Eli Lilly lines up a blockbuster deal for Covid-19 antibody, right after it failed a NIAID trial
Two days after Eli Lilly conceded that its antibody bamlanivimab was a flop in hospitalized Covid-19 patients, the US government is preparing to make it a blockbuster.
The pharma giant reported early Wednesday that it struck a deal to supply the feds with 300,000 vials of the drug at a cost of $375 million — once it gets an EUA stamp from the FDA. And once that 2-month supply deal is done, the government has an option on another 650,000 doses on the same terms — which could potentially add another $812 million.
The government is lining up delivery of the 700 mg dose of the drug, even though the one study Eli Lilly points to for proof of efficacy underscores the drug — obtained from AbCellera — did not work at that dose for recently diagnosed patients. Only the 2800 mg dose was effective for the primary endpoint, change from baseline in viral load at day 11, with the low and high doses falling short of significance — though even that is a questionable assumption.
A number of analysts remarked that Lilly’s data were middling at best, with no dose dependent response to help make Lilly’s case. But Lilly said the data were close enough, and used that lower dose, which they can make more of, for their EUA application.

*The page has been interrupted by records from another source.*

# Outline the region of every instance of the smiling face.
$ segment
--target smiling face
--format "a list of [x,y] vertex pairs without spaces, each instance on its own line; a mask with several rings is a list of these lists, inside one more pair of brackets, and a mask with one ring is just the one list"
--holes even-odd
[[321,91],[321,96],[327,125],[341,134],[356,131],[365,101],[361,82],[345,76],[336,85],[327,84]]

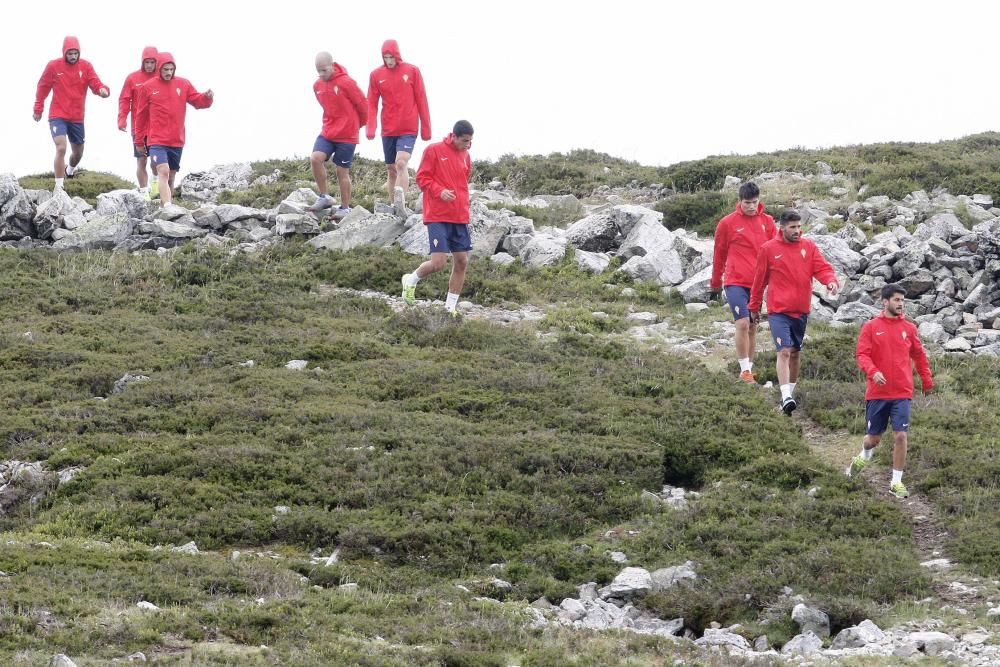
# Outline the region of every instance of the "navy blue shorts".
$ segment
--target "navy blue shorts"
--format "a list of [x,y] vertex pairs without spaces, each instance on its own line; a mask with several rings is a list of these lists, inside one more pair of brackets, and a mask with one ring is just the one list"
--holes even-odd
[[733,314],[733,319],[742,320],[744,317],[750,317],[750,311],[747,309],[750,304],[750,288],[727,285],[725,290],[726,303],[729,304],[729,311]]
[[71,123],[62,118],[50,118],[49,129],[53,137],[67,136],[71,144],[83,143],[83,123]]
[[808,319],[808,315],[791,317],[782,313],[769,313],[767,323],[771,326],[774,349],[779,352],[786,347],[801,350],[802,339],[806,337],[806,321]]
[[313,144],[313,153],[322,153],[326,156],[327,160],[332,155],[335,165],[344,169],[350,169],[351,164],[354,162],[354,149],[357,147],[357,144],[330,141],[321,134],[316,137],[316,143]]
[[459,222],[428,222],[424,226],[427,227],[431,254],[472,250],[472,237],[469,235],[468,225]]
[[166,164],[170,171],[179,171],[181,168],[181,151],[183,148],[173,148],[171,146],[150,146],[149,159],[153,161],[154,167]]
[[385,163],[396,161],[396,153],[413,155],[413,147],[417,145],[417,135],[403,134],[398,137],[382,137],[382,152],[385,153]]
[[893,433],[905,433],[910,426],[910,399],[876,399],[865,405],[865,435],[882,435],[889,420]]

Lilly added that it has the manufacturing in place to make a million doses of the drug by the end of 2021, with supplies ramping up for global delivery in Q1. The first 100,000 vials should be good to go almost immediately after the FDA acts, says the company, though the pharma giant has also been cited by regulators for quality problems with the manufacturing facility that makes the antibody.
An EUA is still a strong likelihood, even after the NIAID just shuttered a study testing the drug in hospitalized patients. Researchers ruled out a safety issue, leaving the door open to an emergency authorization for a drug that has been touted by President Trump. Lilly quickly followed up the trial failure with a statement that researchers still believe it works among less severely afflicted patients — though the case for that is based on their BLAZE-1 study, where the 700 mg dose was ineffective.
Lilly CEO David Ricks noted that “we believe bamlanivimab could be an important therapeutic option that can bring value to the overall healthcare system, as it has shown a potential benefit in clinical outcomes with a reduction in viral load and rates of symptoms and hospitalizations.”